The Shanghai Composite Index has tumbled by more than 60 percent from its a record high seen in 2007.

Investors also look to more reforms by regulators to solve some problems of the market mechanism and boost their confidence.

The delisting of large numbers of junk shares and slower approval of IPOs were the top two bonuses most expected in 2013 by the netizens surveyed by Sina.com.

Stock delisting has been uncommon in China, making it hard for investors to withdraw investment in worthless shares.
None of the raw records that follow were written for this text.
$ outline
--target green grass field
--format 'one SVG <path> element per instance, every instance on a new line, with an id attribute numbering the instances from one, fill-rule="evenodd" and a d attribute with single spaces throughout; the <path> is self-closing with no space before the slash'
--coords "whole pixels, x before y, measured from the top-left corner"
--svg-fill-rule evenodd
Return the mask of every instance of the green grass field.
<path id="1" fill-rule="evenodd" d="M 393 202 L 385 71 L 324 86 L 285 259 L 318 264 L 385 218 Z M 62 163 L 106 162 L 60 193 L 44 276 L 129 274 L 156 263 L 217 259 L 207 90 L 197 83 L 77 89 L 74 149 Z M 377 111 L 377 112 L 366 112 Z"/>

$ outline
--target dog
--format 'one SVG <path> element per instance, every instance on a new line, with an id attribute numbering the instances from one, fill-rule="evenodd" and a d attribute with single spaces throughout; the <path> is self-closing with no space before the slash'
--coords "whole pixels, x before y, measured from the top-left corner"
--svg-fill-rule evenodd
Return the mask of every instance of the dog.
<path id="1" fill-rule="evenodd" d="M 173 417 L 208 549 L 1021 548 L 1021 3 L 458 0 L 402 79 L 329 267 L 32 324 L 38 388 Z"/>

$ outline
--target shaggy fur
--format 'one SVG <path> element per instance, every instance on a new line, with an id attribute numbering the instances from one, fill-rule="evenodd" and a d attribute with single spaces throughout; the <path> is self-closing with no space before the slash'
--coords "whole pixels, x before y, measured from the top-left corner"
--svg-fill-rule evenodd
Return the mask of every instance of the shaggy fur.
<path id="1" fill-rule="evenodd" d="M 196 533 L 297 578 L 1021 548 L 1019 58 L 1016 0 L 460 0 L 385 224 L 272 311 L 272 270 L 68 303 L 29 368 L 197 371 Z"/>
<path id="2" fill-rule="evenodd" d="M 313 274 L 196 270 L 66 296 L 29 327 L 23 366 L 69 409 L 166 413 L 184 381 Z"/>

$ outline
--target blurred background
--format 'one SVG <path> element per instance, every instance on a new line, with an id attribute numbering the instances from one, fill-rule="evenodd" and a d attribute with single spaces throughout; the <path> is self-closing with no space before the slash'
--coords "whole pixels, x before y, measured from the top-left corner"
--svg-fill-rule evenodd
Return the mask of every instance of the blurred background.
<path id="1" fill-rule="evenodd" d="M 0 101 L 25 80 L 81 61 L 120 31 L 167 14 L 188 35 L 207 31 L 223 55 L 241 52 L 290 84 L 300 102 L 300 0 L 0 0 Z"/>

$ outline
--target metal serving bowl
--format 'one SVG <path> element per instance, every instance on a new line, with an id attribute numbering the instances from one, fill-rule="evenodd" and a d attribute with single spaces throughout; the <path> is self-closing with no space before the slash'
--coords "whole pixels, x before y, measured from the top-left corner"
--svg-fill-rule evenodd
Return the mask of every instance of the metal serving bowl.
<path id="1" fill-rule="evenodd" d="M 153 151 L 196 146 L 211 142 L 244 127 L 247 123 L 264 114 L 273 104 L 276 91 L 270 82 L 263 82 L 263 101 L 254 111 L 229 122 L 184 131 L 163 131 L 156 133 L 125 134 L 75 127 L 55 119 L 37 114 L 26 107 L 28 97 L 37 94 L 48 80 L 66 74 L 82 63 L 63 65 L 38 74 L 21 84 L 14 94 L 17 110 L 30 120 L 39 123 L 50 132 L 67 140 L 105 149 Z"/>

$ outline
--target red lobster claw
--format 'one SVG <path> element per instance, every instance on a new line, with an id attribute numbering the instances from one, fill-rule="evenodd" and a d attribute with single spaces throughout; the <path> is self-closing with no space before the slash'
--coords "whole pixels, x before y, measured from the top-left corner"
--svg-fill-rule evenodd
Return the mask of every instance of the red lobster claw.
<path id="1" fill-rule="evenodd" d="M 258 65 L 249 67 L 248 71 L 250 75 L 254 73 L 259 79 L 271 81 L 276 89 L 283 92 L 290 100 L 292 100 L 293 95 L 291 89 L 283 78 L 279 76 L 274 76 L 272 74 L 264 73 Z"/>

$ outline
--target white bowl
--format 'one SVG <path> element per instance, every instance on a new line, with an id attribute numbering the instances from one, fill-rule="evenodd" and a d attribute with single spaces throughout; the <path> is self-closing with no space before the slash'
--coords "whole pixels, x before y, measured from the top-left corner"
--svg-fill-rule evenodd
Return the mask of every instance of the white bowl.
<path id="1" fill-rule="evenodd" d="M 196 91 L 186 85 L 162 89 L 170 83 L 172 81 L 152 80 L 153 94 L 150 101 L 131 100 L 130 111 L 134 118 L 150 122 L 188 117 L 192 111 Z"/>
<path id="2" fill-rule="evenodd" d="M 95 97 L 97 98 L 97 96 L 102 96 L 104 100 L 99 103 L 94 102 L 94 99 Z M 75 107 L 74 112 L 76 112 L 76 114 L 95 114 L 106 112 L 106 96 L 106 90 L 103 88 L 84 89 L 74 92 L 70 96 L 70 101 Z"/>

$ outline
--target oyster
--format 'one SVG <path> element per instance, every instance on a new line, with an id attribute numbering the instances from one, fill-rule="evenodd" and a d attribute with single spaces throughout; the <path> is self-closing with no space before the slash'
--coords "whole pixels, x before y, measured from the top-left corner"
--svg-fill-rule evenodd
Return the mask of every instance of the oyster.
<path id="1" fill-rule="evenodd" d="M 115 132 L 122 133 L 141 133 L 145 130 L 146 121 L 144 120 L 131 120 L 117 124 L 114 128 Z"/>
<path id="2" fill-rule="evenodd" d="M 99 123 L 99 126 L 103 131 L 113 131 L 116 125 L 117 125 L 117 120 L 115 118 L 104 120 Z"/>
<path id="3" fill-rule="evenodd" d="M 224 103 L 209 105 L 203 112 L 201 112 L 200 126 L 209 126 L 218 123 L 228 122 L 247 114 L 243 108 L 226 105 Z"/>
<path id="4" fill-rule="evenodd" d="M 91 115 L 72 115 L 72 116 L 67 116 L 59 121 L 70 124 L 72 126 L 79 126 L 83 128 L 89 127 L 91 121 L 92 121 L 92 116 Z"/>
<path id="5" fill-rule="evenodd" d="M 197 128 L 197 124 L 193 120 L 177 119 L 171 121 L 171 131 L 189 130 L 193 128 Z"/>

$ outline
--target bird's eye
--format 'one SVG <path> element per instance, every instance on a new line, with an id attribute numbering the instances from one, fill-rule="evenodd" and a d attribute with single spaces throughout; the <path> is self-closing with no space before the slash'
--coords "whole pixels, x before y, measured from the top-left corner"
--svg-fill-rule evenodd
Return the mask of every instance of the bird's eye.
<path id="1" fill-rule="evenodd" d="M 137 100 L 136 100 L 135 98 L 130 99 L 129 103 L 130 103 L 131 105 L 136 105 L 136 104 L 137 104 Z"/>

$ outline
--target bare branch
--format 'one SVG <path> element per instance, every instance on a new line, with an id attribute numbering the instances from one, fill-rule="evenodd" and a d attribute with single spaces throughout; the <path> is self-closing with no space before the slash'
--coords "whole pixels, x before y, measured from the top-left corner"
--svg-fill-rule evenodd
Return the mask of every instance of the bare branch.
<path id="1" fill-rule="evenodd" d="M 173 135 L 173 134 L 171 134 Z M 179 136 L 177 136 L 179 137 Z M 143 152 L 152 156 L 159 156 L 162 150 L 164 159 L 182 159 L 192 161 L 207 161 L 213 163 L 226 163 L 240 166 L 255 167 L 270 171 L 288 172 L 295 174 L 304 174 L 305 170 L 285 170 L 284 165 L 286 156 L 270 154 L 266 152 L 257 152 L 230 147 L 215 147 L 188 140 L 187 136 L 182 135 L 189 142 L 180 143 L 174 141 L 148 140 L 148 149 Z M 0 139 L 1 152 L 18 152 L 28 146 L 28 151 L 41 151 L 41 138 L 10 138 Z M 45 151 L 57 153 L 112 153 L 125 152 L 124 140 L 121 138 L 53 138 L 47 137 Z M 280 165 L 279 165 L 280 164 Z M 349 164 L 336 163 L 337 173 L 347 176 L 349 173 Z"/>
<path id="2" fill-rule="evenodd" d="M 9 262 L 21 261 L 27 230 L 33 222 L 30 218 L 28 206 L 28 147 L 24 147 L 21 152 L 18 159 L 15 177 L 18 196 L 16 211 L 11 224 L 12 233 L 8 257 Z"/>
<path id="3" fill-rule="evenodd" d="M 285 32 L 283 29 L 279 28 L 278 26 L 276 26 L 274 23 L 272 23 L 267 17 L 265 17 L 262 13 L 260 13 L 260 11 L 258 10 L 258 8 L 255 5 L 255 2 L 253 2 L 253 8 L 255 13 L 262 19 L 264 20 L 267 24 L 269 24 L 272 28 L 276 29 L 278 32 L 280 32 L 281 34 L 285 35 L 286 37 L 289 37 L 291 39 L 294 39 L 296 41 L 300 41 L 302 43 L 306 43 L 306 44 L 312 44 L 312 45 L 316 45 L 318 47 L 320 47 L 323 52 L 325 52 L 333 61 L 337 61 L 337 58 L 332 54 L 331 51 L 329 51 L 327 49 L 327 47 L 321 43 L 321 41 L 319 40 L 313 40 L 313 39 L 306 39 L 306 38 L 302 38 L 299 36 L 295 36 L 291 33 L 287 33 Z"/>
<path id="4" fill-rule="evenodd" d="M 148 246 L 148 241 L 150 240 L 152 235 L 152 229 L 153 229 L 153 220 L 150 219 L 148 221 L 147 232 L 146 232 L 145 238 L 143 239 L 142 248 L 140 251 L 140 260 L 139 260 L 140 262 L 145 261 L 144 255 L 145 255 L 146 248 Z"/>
Massive IPOs are another target of blame as they strain the already inadequate fund supply.

The China Securities Regulatory Commission (CSRC) has launched reforms on those respects since its new chairman Guo Shuqing took the helm in October 2011, but substantive progress is yet to be made.

Meanwhile, some remain cautious about the challenges faced by China's economy and the pressure on listed firms' profits, according to Morgan Stanley Huaxin Fund Management Co., Ltd..

A lukewarm property sector, unsustainable investment in infrastructure and piling local government debts may all contribute to drag the economy down in 2013, the company said.

"It's better to stay away from such speculation work. I'd rather withdraw my money from the stock market and put it into something profitable," a netizen identified as Tiandigeyi1945734907 wrote on Sina Weibo on Monday.